We propose ScoreMatchingRiesz, a family of Riesz representer estimators based on score matching. The Riesz representer is a key nuisance component in debiased machine learning, enabling $\sqrt{n}$-consistent and asymptotically efficient estimation of causal and structural targets via Neyman-orthogonal scores. We formulate Riesz representer estimation as a score estimation problem. This perspective stabilizes representer estimation by allowing us to leverage denoising score matching and telescoping density ratio estimation. We also introduce the policy path, a parameter that captures how policy effects evolve under continuous treatments.

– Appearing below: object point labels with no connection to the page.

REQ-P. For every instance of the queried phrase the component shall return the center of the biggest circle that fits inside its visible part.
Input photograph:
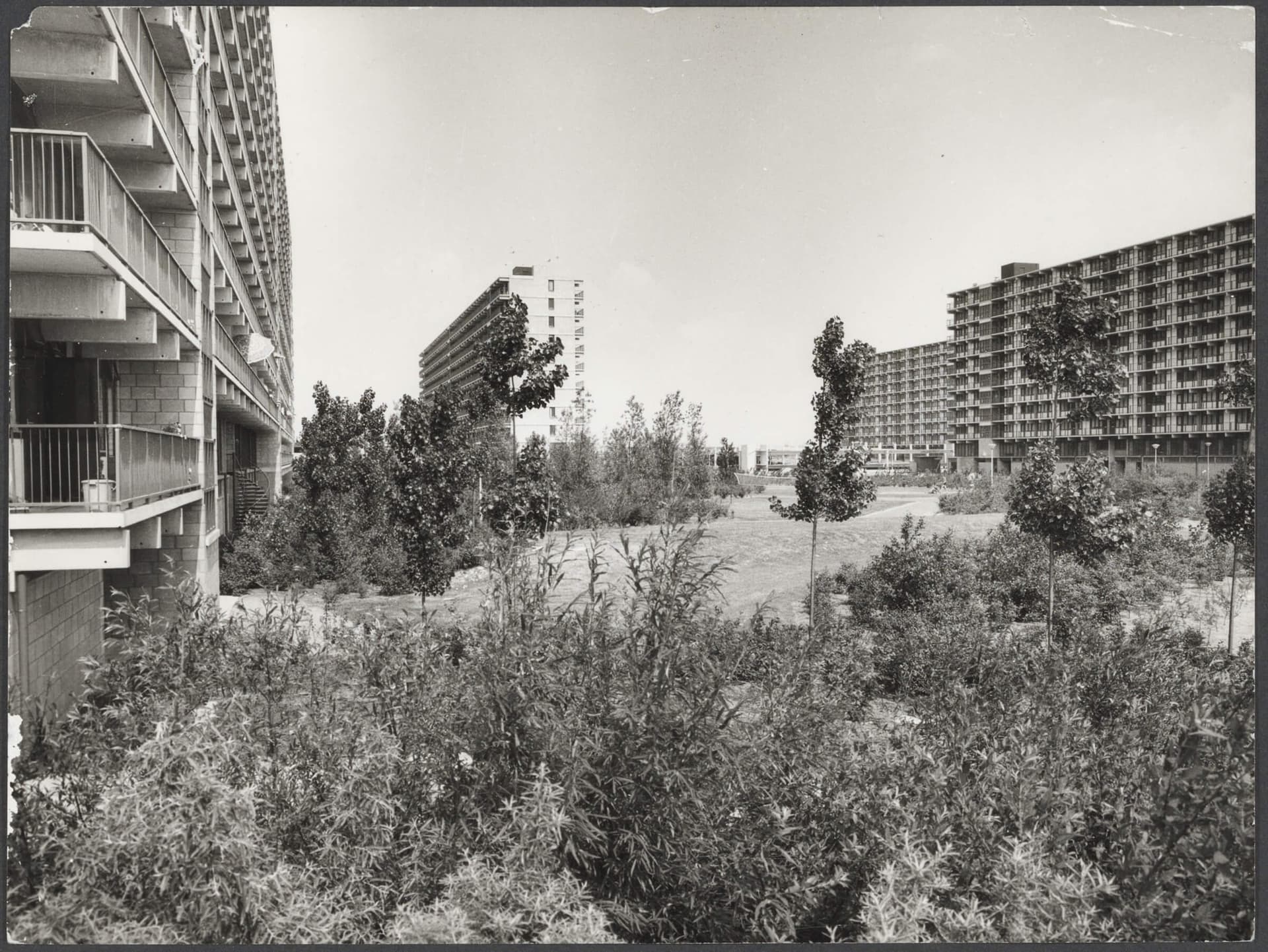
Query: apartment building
(557, 308)
(903, 420)
(1186, 314)
(151, 344)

We show that the policy path can be estimated via score matching by smoothly connecting average marginal effect (AME) and average policy effect (APE) estimation, which improves the interpretability of policy effects.

翻译：我们提出了ScoreMatchingRiesz，一个基于分数匹配的Riesz表示子估计器族。Riesz表示子是去偏机器学习中的一个关键干扰参数，它通过Neyman正交分数实现了因果与结构目标的$\sqrt{n}$一致性及渐近有效估计。我们将Riesz表示子估计问题表述为一个分数估计问题。这一视角通过允许我们利用去噪分数匹配和伸缩密度比估计，稳定了表示子的估计。我们还引入了政策路径参数，该参数捕捉了在连续处理下政策效应如何演变。我们证明了政策路径可以通过分数匹配进行估计，它平滑地连接了平均边际效应与平均政策效应的估计，从而提升了政策效应的可解释性。